Living in New York City has its benefits. In fact, there’s about a million of them. Being able to find a cool new bar by taking a different route home from work, breakdancing buskers on the subway, the sidewalk waffle-stand down on Fulton Street, 4 AM closing times… the list goes on.

‘Course, as with anything, where there’s good, there’s bad. Car alarms going off at five in the morning, the parade of weird smells, street mimes… and the fact that you’re living in close proximity to eight million other people. Close enough you can figure out the plot of the TV movie they’re watching and if they overcooked dinner.

The only way to survive this proximity is rules. Hard and fast rules that you can’t mess around with. Like only snag your neighbor’s newspaper if it it’s been there over a day. Like don’t listen to the same Hall & Oates song for six hours straight. And if you have a party, make sure and invite your neighbors or you’ll get a noise complaint in the first five minutes.

And then there’s a special set of rules that come into play with the laundry room because, let’s face it, that’s your most likely place to be forced to spend time with your neighbors. First place I lived in town only had two washers and two dryers, so you can bet we had to make up some stringent rules. Especially for Sunday night, humanity’s naturally designated Laundry Night.

Now, due to a recent case we were out on, I had to enlighten my man Esposito on the basic rules that come into play in the sacred confines of the room of laundry. As I explained to him, you leave your laundry in a dryer after it’s done, you’re giving the next laundrygoer free reign to place your clothes into a basket. It’s all part of the unspoken agreement we sign when we stick our quarters in and press start. That agreement’s the only thing keeping Manhattan from descending into anarchy, ‘cause there’s only so many machines to go around.

I mean, there’s no bigger buzzkill than lugging your laundry, your detergent, and everything else all the way downstairs to find every single machine occupied. It’s enough to make a hardworking city employee pull out his badge and commandeer ‘em. Not that I’m speaking from personal experience. Just putting forth imaginary scenarios, shall we say.

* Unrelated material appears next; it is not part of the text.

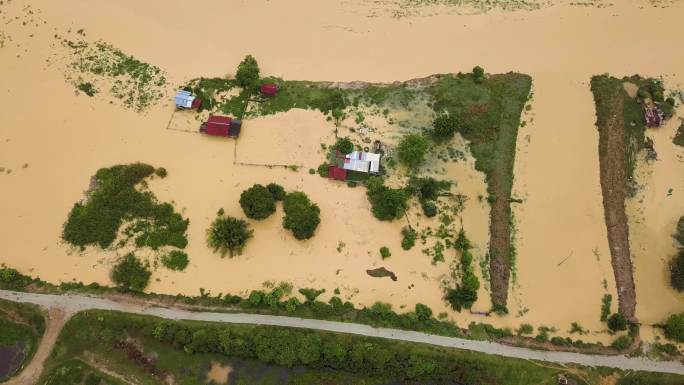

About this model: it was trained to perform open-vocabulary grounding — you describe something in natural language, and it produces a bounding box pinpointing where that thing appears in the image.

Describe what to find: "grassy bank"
[36,311,640,385]
[0,300,45,382]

Anyhow, after this yet another day of serving the public interest, I headed home… and, of course, realized I had to do laundry. Put a couple of loads in, then flipped around stuck them in the dryers. After that, got caught up in doing some work and forget to head down on time. Okay, truth be told, I was hooked on finishing Castle’s WHEN IT COMES TO SLAUGHTER –the book has a killer scarecrow, okay?

Anyhow when I finally went downstairs, I found my laundry taken out of the dryer, placed in my basket, and folded up neatly. Folded? The rest I get – all part of that unspoken agreement. But folding it? That’s just too damn weird. Scary even. It’s enough to make a man consider dry-cleaning. Or at least just wearing the same pair of boxers couple days in a row.

…okay, so maybe that killer scarecrow got to me a bit.